A little more digging in the CLX logs (this time on the other SQL cluster node) showed me that the cause appeared to be a timeout in the CLX request to the arrays to switch-over the volume from it’s existing array to the alternate array.
[03/30/17 21:43:15][ERROR] HP 3PAR StoreServ Storage CLI Command timeout has occurred. The command cli -sys bsa-sp3par01 -sockssl -pwf "C:\HP3PARCLIPassword\bsa-sp3par01_3parclx.pwd" -csvtable setrcopygroup reverse -f -t BSA-GP3PAR01 -stopgroups -waittask bsa_sqlecr_rcg.r29758 did not finish within the timeout value specified. [03/30/17 21:43:15][CLX: CLX 3PAR SQL-MSSQLSERVER][ERROR] setrcopygroup for reverse -t BSA-GP3PAR01 -stopgroups bsa_sqlecr_rcg.r29758 reverse started with tasks: 25319 Waiting for tasks to complete [03/30/17 21:43:15][CLX: CLX 3PAR SQL-MSSQLSERVER][ERROR] Reverse operation has failed for the Remote Copy volume group bsa_sqlecr_rcg.r29758. [03/30/17 21:43:15][CLX: CLX 3PAR SQL-MSSQLSERVER][ERROR] Takeover action returns ERROR_LOCAL. (0-3-8-12-26-27-29 -> 3) [03/30/17 21:43:15][CLX: CLX 3PAR SQL-MSSQLSERVER][ERROR] Resource cannot be brought online on host BSA-SQLECR-SP. [03/30/17 21:43:15][CLX: CLX 3PAR SQL-MSSQLSERVER][ERROR] CLX resource started going to failed state. [03/30/17 21:43:15][CLX: CLX 3PAR SQL-MSSQLSERVER][ERROR] CLX resource failed.

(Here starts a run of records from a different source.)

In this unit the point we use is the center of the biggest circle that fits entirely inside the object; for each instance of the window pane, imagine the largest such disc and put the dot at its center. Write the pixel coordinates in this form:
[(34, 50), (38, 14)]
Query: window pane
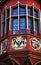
[(35, 13), (15, 26), (15, 11), (7, 26), (22, 25), (3, 16), (36, 27), (30, 11), (3, 28), (30, 25), (22, 10)]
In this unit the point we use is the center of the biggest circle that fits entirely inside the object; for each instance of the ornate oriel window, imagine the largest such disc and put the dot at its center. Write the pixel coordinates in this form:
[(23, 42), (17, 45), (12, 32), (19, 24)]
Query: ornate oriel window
[(21, 17), (18, 42)]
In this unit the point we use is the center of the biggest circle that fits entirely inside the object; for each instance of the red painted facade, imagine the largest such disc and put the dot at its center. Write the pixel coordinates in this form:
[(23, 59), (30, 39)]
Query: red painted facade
[(20, 55)]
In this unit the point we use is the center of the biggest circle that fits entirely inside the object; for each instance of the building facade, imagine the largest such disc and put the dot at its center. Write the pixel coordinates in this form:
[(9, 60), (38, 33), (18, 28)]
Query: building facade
[(20, 36)]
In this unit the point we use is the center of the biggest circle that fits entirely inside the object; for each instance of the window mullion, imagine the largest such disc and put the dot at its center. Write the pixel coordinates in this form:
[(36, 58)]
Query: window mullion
[(5, 19), (39, 20), (33, 19), (27, 15), (10, 19), (18, 15)]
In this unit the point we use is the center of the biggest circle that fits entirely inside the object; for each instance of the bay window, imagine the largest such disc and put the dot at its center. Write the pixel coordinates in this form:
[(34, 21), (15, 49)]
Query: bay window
[(19, 16)]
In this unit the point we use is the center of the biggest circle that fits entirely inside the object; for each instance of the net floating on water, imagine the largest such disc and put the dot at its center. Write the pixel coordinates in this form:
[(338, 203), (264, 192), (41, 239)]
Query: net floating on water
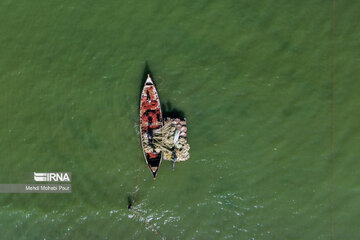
[(171, 140)]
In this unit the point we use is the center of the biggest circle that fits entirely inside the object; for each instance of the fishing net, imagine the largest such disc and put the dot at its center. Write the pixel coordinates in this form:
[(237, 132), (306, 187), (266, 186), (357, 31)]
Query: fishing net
[(171, 140)]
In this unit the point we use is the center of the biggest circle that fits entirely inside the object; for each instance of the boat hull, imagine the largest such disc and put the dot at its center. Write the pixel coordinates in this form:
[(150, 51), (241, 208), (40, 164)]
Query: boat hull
[(150, 121)]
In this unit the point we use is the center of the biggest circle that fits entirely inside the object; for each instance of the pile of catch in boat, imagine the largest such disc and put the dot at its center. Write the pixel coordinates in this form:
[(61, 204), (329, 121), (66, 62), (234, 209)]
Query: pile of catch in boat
[(160, 139)]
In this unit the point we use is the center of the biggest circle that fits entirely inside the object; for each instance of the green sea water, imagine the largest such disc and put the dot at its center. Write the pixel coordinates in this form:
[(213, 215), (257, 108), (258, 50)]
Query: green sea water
[(254, 80)]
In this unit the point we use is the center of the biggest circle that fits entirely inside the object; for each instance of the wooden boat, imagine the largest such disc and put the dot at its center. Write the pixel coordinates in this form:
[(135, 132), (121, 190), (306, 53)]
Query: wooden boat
[(150, 121)]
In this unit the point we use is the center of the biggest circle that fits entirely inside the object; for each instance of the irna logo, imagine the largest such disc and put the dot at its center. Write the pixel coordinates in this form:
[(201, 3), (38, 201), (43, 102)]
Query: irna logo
[(52, 177)]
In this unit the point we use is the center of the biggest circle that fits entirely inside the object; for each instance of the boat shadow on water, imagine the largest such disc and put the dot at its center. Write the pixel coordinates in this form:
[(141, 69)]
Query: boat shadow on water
[(167, 108)]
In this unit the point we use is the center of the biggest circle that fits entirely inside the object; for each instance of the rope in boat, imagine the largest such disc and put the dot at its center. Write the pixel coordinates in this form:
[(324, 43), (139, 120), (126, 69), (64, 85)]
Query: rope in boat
[(131, 206)]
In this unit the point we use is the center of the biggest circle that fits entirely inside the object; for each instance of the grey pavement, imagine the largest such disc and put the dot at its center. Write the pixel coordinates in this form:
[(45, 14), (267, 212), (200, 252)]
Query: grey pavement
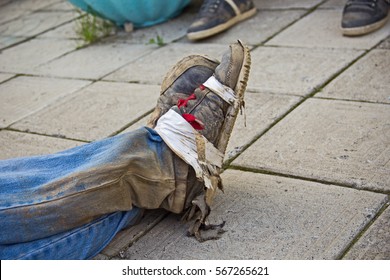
[(307, 173)]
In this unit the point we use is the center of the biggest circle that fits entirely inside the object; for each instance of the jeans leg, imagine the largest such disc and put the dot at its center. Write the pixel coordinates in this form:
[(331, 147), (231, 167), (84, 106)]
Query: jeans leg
[(44, 196), (81, 243)]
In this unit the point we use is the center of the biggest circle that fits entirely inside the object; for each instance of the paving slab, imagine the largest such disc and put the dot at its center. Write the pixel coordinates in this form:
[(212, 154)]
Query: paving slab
[(169, 31), (19, 144), (261, 111), (375, 242), (333, 141), (297, 71), (257, 29), (23, 58), (31, 5), (152, 69), (4, 77), (268, 217), (61, 6), (364, 80), (95, 112), (127, 237), (321, 29), (93, 62), (35, 23), (385, 44), (7, 41), (66, 31), (282, 4), (23, 95), (333, 4)]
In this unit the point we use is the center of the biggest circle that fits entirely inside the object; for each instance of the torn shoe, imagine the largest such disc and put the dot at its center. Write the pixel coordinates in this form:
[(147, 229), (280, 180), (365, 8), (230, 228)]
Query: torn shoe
[(198, 129)]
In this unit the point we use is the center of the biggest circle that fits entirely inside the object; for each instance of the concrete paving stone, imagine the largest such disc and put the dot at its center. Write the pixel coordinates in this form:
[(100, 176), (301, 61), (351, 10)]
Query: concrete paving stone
[(7, 13), (61, 6), (261, 110), (259, 28), (141, 123), (297, 71), (35, 23), (4, 77), (321, 29), (368, 75), (23, 95), (66, 31), (31, 5), (25, 57), (95, 112), (94, 61), (18, 144), (333, 4), (152, 69), (13, 9), (268, 217), (282, 4), (128, 236), (169, 31), (375, 242), (334, 141), (385, 44)]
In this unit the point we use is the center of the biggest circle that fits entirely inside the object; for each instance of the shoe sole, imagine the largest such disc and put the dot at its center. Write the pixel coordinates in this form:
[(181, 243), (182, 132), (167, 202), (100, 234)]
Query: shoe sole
[(239, 90), (222, 27), (357, 31)]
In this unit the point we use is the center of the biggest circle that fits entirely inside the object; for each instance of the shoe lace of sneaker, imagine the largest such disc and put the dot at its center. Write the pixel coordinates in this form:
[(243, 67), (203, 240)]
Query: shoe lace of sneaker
[(209, 7)]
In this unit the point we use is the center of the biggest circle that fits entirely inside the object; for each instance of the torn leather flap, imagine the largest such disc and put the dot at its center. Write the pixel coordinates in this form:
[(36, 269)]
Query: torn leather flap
[(190, 146)]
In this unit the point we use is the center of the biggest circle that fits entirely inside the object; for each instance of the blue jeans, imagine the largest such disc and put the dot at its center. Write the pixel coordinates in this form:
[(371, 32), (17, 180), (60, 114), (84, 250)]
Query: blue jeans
[(70, 205)]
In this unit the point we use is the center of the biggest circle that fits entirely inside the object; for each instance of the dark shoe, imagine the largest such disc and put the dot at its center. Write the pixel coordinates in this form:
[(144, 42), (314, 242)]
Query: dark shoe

OK so at this point we know that the remaining cluster node tried to switch the 3PAR volumes to be read-write in the DC it is located in but for some reason this request timed out and failed. This left the 3PAR disks in a read-only state in both DC locations meaning the SQL instance could never come online. How do we resolve this?
The 3PAR command we need to resolve this is ‘setrcopygroup‘ and we add the ‘reverse‘ attribute followed by ‘-local‘ and then the name of the remote copy group. I’ve provided an example below based on my situation. Note it is important to run this command on the primary array in your remote copy setup. Choosing to force the replication from the ‘wrong’ array could result in data loss so you must be sure you know what you are doing!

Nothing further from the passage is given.